Os pagamentos do PIS/PASEP começaram a ser liberados em fevereiro deste ano, trazendo alívio financeiro para milhões de trabalhadores que atuaram com carteira assinada em 2023. Com valores que variam de R$ 127 a R$ 1.518, o benefício é calculado com base no tempo de serviço no ano-base e no salário mínimo vigente, fixado em R$ 1.518 para 2025. O calendário, que segue até agosto, já contemplou dois grupos até março, e o próximo saque está agendado para 15 de abril, alcançando quem nasceu em março e abril. Cerca de 24 milhões de pessoas têm direito ao abono, sendo a maioria trabalhadores do setor privado, beneficiários do Programa de Integração Social (PIS), enquanto os servidores públicos recebem pelo Programa de Formação do Patrimônio do Servidor Público (PASEP).

A Caixa Econômica Federal é responsável pelos depósitos do PIS, enquanto o Banco do Brasil administra o PASEP, ambos seguindo o mesmo cronograma baseado no mês de nascimento. Para ter direito ao benefício, é preciso ter trabalhado ao menos 30 dias em 2023, com remuneração média de até dois salários mínimos por mês, além de estar inscrito nos programas há pelo menos cinco anos.
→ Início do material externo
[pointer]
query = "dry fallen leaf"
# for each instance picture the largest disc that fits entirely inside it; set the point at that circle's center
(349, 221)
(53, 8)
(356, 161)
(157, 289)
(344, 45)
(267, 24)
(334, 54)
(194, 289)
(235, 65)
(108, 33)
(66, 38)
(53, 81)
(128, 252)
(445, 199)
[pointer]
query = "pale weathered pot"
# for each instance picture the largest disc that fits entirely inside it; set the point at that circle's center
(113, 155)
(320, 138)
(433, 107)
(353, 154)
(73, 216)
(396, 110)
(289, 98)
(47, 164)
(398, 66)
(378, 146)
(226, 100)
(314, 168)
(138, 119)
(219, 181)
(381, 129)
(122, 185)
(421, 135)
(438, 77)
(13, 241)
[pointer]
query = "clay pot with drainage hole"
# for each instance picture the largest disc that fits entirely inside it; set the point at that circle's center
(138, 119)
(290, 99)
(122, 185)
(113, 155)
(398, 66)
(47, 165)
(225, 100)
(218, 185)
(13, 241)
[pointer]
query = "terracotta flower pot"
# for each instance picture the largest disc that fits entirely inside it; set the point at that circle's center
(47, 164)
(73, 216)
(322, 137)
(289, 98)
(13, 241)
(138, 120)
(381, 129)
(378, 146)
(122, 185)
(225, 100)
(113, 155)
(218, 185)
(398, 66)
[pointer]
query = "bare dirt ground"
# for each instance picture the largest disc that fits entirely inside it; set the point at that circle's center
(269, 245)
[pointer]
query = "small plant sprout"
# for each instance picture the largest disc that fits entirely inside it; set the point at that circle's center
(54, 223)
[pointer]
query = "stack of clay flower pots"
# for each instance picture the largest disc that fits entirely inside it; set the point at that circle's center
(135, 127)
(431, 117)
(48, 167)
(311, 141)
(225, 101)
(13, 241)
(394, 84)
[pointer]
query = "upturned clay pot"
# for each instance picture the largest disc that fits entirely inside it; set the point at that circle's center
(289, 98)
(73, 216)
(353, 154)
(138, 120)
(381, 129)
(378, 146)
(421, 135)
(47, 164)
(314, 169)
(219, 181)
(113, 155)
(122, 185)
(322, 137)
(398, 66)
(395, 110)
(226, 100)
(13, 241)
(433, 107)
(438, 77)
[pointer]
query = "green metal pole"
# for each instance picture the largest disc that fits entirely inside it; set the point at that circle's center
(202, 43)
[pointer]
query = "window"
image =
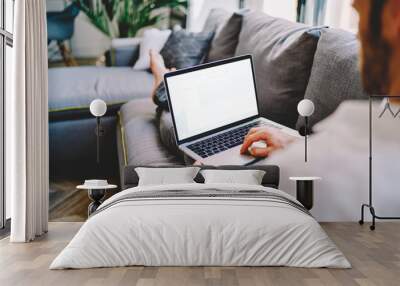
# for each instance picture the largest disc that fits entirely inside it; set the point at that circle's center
(6, 43)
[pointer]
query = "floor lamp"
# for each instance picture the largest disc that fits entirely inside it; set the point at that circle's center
(98, 108)
(306, 109)
(370, 203)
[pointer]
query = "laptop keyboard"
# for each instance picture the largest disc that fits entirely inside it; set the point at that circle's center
(224, 141)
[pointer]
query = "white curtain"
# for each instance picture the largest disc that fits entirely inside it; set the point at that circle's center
(27, 124)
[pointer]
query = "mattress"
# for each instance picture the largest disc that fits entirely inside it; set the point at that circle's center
(201, 225)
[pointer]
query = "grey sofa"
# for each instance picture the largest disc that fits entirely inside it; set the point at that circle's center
(72, 138)
(329, 75)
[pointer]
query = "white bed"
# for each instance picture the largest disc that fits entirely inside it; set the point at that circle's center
(243, 228)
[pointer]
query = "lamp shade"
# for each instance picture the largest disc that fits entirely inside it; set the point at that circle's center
(305, 107)
(98, 107)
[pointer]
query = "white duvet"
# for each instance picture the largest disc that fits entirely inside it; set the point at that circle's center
(200, 231)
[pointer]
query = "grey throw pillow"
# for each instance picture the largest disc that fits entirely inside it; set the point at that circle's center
(215, 20)
(335, 75)
(185, 49)
(225, 41)
(283, 54)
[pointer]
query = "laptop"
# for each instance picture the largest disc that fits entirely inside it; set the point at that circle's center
(213, 106)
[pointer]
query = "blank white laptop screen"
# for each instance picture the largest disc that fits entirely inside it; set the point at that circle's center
(213, 97)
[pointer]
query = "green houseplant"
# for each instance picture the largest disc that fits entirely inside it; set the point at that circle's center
(124, 18)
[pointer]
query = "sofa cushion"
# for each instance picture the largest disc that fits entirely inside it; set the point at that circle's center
(335, 75)
(141, 141)
(215, 19)
(76, 87)
(167, 133)
(225, 41)
(186, 49)
(283, 53)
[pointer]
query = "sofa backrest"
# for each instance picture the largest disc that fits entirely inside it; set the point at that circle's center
(335, 75)
(283, 53)
(295, 61)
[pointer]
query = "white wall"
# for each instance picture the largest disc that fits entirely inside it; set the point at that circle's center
(87, 41)
(283, 9)
(199, 9)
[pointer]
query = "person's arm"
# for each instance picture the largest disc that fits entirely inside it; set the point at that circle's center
(274, 138)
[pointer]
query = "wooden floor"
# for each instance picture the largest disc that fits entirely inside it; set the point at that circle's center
(375, 257)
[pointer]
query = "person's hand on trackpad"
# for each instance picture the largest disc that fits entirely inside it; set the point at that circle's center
(266, 140)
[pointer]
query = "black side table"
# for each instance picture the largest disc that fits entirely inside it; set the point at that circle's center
(96, 195)
(305, 190)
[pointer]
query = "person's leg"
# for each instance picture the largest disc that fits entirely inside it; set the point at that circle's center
(157, 67)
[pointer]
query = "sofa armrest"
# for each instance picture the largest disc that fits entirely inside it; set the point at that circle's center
(271, 177)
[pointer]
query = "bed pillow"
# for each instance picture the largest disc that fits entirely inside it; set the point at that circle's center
(186, 49)
(245, 177)
(163, 176)
(153, 39)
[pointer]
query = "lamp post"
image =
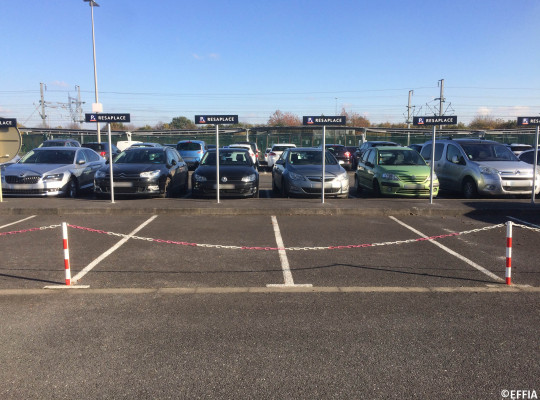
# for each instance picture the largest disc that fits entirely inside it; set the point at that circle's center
(96, 107)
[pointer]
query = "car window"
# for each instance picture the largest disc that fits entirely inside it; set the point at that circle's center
(188, 146)
(426, 151)
(80, 158)
(452, 151)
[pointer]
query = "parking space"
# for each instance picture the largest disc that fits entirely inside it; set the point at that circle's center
(34, 259)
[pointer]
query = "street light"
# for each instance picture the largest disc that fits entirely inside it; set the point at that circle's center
(97, 107)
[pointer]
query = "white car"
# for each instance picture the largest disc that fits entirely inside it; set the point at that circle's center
(246, 146)
(276, 152)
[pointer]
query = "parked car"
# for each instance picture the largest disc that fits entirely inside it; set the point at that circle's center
(191, 151)
(398, 171)
(299, 172)
(518, 148)
(479, 167)
(277, 151)
(102, 149)
(246, 146)
(368, 145)
(60, 143)
(144, 171)
(52, 171)
(144, 144)
(342, 154)
(238, 174)
(254, 148)
(528, 157)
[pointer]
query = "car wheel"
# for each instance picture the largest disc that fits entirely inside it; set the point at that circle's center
(376, 188)
(274, 186)
(166, 189)
(357, 185)
(71, 189)
(469, 189)
(284, 189)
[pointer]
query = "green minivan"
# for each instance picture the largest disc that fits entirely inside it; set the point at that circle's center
(394, 171)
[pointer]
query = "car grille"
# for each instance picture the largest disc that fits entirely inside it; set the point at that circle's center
(319, 178)
(413, 178)
(28, 180)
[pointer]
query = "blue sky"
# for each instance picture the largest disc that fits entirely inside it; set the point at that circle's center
(158, 59)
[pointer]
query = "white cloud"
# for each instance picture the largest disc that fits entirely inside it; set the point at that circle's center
(59, 83)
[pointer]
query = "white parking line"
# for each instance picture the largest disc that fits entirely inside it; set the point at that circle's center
(90, 266)
(452, 252)
(523, 222)
(16, 222)
(287, 274)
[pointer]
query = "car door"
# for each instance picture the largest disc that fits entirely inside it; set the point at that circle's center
(363, 171)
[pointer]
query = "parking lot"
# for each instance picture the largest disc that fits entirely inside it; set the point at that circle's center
(192, 251)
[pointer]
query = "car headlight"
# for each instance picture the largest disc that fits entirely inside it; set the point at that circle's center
(250, 178)
(489, 171)
(390, 177)
(199, 178)
(296, 177)
(53, 177)
(150, 174)
(342, 177)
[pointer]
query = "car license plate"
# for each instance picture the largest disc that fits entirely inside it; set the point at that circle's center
(122, 184)
(412, 186)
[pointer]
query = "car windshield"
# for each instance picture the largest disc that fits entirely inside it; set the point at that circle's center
(48, 157)
(400, 157)
(227, 157)
(141, 156)
(488, 152)
(310, 157)
(188, 146)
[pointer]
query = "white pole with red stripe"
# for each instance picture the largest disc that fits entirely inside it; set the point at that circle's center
(509, 253)
(66, 254)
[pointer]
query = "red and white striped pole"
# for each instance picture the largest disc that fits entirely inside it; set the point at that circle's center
(509, 253)
(66, 254)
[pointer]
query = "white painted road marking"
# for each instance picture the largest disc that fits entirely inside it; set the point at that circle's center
(452, 252)
(16, 222)
(90, 266)
(287, 274)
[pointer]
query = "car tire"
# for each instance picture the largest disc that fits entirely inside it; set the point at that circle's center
(166, 188)
(71, 190)
(376, 188)
(284, 189)
(469, 189)
(357, 185)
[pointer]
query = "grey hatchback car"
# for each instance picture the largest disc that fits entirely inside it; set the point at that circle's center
(479, 167)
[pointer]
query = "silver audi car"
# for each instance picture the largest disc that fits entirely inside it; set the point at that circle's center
(52, 171)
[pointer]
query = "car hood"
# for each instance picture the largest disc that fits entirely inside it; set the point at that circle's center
(35, 169)
(316, 170)
(508, 166)
(230, 171)
(131, 168)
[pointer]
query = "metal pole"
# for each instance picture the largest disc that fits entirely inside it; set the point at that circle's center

Os valores são proporcionais aos meses trabalhados, o que significa que quem esteve empregado por apenas um mês recebe R$ 127, enquanto quem completou 12 meses tem acesso ao valor máximo de R$ 1.518.

Esse benefício é uma oportunidade para trabalhadores formais complementarem a renda, especialmente em um ano de desafios econômicos. Os saques podem ser feitos em agências bancárias, terminais de autoatendimento ou diretamente em contas digitais, como o Caixa Tem, facilitando o acesso ao dinheiro. Quem ainda não recebeu pode verificar a elegibilidade e as datas específicas para garantir que o valor seja sacado dentro do prazo, que se estende até 29 de dezembro deste ano.

  • Nascidos em janeiro: saque disponível desde 17 de fevereiro.
  • Nascidos em fevereiro: saque liberado em 17 de março.
  • Nascidos em março e abril: saque a partir de 15 de abril.
  • Prazo final para todos os saques: 29 de dezembro.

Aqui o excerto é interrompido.